During a hearing convened before Judicial Commissioner Audrey Lim at the High Court, Ng, who was represented by notable criminal lawyer Josephus Tan, pleaded guilty to the manslaughter of his brother, and was scheduled to be sentenced on the same date. The defence proposed that Ng should be jailed for not more than seven years, as he was a "quiet and timid" person who had been relentlessly subjected to longstanding physical and verbal abuse by Yao Cheng, who often used him as a "punching bag" and, as partly caused by depression, Ng heard Yao Cheng's death threats and they caused him to conceal a knife out of fear for his life. Tan also commented on the tragic situation faced by Ng and his family alike: "His parents have already lost one son and they are here today to see another son sentenced."

The prosecution, led by Deputy Public Prosecutor Ma Hanfeng, sought seven to ten years' jail, and submitted that Ng should be given a longer jail term to ensure that his condition was kept in check sufficiently before he could return to society in the future. They acknowledged the tragic circumstances surrounding the death of Ng's brother. The psychiatric report cited that Ng had a low risk of re-offending and he would need at least two years of observation to ensure his condition would improve.

After mulling over the submissions from both sides, Judicial Commissioner Audrey Lim sentenced 22-year-old Ng Yao Wei to seven years' imprisonment. She described the killing of Ng Yao Cheng as a "truly unfortunate" case of a brother killing a brother. She took into consideration the nature of the stabbing, as well as the long-term acrimonious relationship between Ng and his brother, before passing sentence.

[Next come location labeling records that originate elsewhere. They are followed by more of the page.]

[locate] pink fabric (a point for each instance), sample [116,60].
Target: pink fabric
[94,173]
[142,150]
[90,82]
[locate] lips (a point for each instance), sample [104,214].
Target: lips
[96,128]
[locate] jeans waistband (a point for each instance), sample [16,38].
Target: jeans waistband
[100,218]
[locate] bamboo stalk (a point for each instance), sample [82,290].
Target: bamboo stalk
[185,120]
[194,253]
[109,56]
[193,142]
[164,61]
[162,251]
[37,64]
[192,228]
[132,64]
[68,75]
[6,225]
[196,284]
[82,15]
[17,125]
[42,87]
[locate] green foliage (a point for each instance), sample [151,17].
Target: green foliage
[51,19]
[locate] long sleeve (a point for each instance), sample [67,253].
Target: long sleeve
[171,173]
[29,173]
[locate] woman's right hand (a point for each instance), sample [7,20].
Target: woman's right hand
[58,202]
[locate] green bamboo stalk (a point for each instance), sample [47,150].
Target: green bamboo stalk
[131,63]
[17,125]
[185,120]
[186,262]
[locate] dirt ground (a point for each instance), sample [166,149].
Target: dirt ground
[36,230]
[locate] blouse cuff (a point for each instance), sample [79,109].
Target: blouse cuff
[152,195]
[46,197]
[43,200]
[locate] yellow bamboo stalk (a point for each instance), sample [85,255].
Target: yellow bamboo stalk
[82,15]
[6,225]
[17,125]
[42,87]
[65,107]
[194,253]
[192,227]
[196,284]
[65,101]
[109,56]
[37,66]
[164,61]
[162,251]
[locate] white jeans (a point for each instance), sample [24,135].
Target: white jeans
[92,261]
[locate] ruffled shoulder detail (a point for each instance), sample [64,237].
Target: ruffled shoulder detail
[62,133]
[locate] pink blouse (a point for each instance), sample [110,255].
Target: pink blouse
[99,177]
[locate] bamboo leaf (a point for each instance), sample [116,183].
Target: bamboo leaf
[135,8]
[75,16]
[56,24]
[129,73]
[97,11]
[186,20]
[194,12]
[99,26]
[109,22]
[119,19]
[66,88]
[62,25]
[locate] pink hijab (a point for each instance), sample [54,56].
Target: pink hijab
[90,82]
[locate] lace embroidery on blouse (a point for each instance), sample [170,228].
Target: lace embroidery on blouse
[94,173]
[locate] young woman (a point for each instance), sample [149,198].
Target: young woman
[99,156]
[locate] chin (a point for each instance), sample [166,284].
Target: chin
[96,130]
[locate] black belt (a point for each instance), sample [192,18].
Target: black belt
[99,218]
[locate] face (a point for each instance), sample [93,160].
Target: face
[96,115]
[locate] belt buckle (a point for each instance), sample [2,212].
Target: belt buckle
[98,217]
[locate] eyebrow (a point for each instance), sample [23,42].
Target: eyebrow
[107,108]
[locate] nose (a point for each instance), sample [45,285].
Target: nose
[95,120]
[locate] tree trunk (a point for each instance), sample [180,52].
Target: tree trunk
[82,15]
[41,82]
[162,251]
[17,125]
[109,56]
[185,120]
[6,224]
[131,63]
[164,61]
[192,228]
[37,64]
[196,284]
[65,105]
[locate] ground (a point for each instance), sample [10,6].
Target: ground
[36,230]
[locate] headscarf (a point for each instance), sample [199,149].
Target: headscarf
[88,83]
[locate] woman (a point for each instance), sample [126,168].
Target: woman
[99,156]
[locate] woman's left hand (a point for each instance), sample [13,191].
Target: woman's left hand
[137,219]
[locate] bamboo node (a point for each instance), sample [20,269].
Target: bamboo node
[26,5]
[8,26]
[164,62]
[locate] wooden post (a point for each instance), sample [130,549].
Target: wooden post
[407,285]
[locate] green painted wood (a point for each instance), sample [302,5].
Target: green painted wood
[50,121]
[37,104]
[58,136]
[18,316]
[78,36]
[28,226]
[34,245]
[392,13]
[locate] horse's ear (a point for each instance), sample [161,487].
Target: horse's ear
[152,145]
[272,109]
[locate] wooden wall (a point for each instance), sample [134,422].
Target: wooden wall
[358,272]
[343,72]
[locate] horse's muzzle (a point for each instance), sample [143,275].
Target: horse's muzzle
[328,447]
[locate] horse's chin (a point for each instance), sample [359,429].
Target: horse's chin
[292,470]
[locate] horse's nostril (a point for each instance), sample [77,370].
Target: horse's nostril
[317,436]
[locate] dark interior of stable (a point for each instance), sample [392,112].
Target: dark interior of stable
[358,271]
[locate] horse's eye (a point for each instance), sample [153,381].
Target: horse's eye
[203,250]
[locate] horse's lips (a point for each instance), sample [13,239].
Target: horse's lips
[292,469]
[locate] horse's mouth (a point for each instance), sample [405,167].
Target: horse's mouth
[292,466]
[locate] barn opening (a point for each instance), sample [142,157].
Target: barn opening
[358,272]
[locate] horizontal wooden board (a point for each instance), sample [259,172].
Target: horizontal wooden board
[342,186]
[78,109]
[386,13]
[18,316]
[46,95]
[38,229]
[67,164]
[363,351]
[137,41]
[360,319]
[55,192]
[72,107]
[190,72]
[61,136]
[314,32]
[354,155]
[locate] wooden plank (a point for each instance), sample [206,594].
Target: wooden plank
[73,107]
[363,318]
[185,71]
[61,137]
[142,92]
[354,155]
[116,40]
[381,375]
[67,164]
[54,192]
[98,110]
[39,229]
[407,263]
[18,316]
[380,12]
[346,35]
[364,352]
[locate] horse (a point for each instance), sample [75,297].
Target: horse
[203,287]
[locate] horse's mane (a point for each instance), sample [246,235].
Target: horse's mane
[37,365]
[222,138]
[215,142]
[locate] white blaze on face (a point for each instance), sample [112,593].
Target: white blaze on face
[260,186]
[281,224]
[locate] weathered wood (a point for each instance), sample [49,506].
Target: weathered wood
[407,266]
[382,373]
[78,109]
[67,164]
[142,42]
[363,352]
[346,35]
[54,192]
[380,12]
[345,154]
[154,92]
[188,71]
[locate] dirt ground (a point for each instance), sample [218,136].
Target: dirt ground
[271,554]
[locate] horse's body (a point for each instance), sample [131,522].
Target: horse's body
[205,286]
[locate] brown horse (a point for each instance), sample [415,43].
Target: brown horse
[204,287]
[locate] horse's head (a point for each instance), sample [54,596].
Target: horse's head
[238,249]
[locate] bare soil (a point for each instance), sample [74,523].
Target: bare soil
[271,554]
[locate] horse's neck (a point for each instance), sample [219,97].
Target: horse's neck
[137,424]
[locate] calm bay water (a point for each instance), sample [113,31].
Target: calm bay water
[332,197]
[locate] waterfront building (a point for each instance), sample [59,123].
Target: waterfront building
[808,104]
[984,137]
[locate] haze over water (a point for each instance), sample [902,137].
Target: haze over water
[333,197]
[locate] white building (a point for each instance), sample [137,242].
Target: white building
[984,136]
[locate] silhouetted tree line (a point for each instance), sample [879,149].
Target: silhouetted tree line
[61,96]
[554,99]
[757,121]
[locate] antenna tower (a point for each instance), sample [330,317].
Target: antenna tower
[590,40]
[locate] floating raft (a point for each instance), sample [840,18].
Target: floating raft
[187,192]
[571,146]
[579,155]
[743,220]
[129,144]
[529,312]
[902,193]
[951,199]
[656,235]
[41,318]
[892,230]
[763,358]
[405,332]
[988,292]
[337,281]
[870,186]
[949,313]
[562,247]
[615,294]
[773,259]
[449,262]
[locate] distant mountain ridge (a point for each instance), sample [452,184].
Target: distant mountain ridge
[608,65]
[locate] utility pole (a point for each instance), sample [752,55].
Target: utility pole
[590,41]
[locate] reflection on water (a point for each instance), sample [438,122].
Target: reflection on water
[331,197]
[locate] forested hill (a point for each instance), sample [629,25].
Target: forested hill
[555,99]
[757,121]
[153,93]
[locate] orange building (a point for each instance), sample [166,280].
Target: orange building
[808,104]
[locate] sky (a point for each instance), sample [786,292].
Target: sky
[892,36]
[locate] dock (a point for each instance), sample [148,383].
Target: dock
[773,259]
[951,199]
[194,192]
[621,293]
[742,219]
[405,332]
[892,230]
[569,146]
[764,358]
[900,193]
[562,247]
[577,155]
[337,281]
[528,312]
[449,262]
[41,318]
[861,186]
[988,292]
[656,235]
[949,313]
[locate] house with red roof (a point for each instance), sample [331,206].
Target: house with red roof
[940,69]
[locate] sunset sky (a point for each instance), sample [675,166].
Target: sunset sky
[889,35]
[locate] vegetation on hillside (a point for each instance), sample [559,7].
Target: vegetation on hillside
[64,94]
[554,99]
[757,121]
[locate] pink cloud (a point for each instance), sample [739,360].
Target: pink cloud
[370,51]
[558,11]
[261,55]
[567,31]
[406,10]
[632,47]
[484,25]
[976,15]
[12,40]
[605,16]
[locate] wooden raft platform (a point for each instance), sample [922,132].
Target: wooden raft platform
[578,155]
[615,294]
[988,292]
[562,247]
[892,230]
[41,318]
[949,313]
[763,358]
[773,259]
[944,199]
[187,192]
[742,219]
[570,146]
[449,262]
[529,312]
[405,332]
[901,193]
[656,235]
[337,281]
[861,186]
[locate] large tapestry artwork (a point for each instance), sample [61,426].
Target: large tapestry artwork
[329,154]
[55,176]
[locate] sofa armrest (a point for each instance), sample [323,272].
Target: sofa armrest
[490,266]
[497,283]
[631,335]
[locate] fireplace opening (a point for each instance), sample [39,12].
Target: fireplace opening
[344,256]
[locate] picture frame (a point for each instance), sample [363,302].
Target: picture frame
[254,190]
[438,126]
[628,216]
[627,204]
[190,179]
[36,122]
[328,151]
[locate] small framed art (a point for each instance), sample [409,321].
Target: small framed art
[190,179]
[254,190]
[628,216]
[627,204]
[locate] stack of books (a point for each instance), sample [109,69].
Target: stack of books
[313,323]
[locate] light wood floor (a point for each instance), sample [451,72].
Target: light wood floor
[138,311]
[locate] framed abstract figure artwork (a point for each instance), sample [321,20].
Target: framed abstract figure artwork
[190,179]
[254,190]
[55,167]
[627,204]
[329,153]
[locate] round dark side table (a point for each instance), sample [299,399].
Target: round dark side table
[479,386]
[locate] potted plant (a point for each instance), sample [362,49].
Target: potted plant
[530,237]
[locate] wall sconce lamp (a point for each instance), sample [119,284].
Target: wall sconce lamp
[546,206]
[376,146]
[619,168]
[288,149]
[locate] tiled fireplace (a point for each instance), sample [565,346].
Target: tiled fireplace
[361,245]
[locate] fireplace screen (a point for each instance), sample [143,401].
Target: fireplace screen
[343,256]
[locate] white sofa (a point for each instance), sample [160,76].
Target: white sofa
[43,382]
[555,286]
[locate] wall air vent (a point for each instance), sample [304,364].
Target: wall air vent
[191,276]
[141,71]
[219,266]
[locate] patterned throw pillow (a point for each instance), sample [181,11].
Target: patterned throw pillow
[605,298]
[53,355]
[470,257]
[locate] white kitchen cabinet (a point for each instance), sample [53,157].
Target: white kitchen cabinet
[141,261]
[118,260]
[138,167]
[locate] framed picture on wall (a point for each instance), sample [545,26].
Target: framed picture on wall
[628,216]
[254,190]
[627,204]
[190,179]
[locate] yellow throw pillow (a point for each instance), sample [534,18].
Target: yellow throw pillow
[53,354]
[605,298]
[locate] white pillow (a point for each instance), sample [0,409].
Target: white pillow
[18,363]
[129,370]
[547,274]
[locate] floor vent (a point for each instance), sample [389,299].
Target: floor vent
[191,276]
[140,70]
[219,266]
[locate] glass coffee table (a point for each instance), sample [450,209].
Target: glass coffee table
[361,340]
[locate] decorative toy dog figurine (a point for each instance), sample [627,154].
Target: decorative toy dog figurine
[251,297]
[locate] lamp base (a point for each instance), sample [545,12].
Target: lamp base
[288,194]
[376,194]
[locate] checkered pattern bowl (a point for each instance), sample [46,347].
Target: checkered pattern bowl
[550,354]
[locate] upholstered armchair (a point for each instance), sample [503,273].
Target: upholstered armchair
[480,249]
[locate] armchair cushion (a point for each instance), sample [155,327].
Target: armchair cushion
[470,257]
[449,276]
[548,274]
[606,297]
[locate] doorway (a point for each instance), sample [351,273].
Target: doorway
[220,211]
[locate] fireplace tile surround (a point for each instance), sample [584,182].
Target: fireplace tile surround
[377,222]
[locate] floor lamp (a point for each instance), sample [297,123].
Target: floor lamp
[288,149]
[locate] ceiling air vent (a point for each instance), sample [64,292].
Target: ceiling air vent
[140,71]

Over 30 of Ng's family members and friends were present in the courtroom during his sentencing. Ng's father was reportedly very emotional and wept as he conversed with his youngest son. Ng's 87-year-old grandmother also reminded her youngest grandson in Teochew to take care of himself and eat whatever food he received in prison, promising Ng that the whole family would wait for him to come back and hoped to live till Ng was released. Ng's oldest brother, parents and family wrote letters to the judge to plead for leniency, citing that Ng was an obedient and polite person who was well-behaved, and they had long forgiven him for killing Yao Cheng, and they were willing to support him and allow him move back home once he came out of prison.

Ng Yao Wei was released from Changi Prison in 2022 after completing his seven-year sentence.